Waffenrecht Österreich

Das Unrechts-Panorama in der „Presse“

Das Unrechts-Panorama in der „Presse“

 

Die alt-ehrwürdige „Presse“ leistet sich wöchentlich ein „Rechts-Panorama“. Geleitet wird das Ganze von Benedikt Kommenda, der zwar ein Jurist ist, aber vom Waffenrecht nichts versteht.

Auch recht. Man kann nicht alles wissen.

Aber zur Sache:

Am 25. Mai schreibt Kommenda über einen Offizier, der im Pyjama seine waffenrechtliche Verläßlichkeit verloren hat. Es geht um die Zweite Waffengesetz-Durchführungsverordnung aus dem Jahre 1999.

Folgendes:

Sinn und Zweck dieser Verordnung wäre die Überprüfung der Verläßlichkeit des jeweiligen Waffenbesitzers, indem die ordnungsgemäße Verwahrung der entsprechenden Waffen überprüft werden soll. Die Überprüfung hat normalerweise unangesagt und zwar in der Zeit von 7 Uhr (morgens) bis 20 Uhr an jedem Werktag vorgenommen zu werden.

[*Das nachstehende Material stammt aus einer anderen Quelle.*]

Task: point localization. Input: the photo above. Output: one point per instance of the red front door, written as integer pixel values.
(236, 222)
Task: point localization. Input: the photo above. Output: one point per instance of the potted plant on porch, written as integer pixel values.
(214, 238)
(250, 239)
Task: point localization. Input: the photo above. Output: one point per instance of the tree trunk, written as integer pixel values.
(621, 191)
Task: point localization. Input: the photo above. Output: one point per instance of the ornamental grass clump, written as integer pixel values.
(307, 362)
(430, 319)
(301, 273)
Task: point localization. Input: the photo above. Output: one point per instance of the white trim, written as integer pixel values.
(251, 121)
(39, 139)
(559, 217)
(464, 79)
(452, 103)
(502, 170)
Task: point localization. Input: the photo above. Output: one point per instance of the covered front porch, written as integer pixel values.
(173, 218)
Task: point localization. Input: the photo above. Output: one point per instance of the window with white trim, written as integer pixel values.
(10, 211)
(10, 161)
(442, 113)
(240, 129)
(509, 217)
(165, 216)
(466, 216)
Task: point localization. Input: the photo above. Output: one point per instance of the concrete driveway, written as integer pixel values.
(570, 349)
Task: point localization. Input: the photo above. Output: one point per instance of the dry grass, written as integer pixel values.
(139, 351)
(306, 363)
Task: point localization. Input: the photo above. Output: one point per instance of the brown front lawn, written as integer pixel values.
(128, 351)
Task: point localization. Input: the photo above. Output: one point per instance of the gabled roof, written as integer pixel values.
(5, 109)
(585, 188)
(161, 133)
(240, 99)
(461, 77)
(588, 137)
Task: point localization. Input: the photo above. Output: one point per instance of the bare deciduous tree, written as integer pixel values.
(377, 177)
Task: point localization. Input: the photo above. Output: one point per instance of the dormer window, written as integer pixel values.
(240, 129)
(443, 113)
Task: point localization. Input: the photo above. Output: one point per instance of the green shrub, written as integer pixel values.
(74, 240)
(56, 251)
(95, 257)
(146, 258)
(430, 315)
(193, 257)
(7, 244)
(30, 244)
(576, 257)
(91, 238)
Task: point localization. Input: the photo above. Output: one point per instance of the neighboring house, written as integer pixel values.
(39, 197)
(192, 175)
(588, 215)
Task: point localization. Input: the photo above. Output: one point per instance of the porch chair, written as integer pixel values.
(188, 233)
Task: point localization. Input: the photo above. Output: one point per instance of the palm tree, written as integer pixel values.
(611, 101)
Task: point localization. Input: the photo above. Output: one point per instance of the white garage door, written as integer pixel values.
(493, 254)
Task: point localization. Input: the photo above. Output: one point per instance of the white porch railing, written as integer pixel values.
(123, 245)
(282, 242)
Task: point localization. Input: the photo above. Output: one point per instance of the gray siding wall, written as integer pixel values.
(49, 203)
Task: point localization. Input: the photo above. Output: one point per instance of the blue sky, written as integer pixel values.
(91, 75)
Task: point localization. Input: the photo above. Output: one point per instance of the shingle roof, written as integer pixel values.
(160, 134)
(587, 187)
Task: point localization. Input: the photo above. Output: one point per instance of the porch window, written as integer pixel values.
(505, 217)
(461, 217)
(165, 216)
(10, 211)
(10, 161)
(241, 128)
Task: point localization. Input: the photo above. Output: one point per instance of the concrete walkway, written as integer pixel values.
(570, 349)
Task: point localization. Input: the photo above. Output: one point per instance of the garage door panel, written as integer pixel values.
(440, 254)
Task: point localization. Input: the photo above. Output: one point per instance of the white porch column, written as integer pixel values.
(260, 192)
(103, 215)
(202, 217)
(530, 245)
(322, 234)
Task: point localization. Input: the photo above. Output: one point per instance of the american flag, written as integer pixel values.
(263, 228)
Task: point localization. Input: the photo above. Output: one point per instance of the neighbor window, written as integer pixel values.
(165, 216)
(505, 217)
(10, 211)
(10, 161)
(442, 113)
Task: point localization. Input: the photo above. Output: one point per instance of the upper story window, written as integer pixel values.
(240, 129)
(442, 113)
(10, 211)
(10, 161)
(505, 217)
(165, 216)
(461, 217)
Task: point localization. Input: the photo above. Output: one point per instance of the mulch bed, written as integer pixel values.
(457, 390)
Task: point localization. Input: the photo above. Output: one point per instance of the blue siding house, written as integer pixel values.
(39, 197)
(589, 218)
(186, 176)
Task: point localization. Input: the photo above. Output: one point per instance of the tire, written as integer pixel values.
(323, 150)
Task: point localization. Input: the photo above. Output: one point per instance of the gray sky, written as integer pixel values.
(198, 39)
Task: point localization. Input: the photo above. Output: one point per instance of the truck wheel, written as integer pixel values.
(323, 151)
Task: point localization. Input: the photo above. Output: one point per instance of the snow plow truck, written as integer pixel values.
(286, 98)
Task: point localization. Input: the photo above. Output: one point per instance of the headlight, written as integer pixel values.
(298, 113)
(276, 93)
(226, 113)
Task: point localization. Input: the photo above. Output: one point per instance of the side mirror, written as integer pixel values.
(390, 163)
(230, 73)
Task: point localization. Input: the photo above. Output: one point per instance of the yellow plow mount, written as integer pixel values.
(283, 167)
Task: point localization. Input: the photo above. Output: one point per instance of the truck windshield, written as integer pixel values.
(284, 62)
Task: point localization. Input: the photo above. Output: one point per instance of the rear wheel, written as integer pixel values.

Natürlich ist die ganze Geschichte völlig sinnlos, nützt überhaupt nichts, bringt nichts für die Sicherheit und kostet ungefähr jährlich 400.000 kostbare Polizeistunden, die sicher sinnvoller verwendet werden könnten.

Tut aber hier nichts zur Sache. Zum „Einzelfall“:

Es wird also ein höherer Bundesheeroffizier nebst Ehefrau kontrolliert. Knapp vor 20 Uhr, also noch im korrekten Zeitrahmen. Der verweigert die Kontrolle, er begebe sich gerade zu Bett und seine Frau ebenfalls. Nun steht in selbiger Verordnung, daß die Kontrolle ohne jegliche, nicht unumgänglich nötige Belästigung oder Störung des Betroffenen vorzunehmen ist. Immerhin. Darauf hätte die Behörde Rücksicht nehmen müssen. Hat sie nicht getan, sondern die Verläßlichkeit des so Überprüften aberkannt.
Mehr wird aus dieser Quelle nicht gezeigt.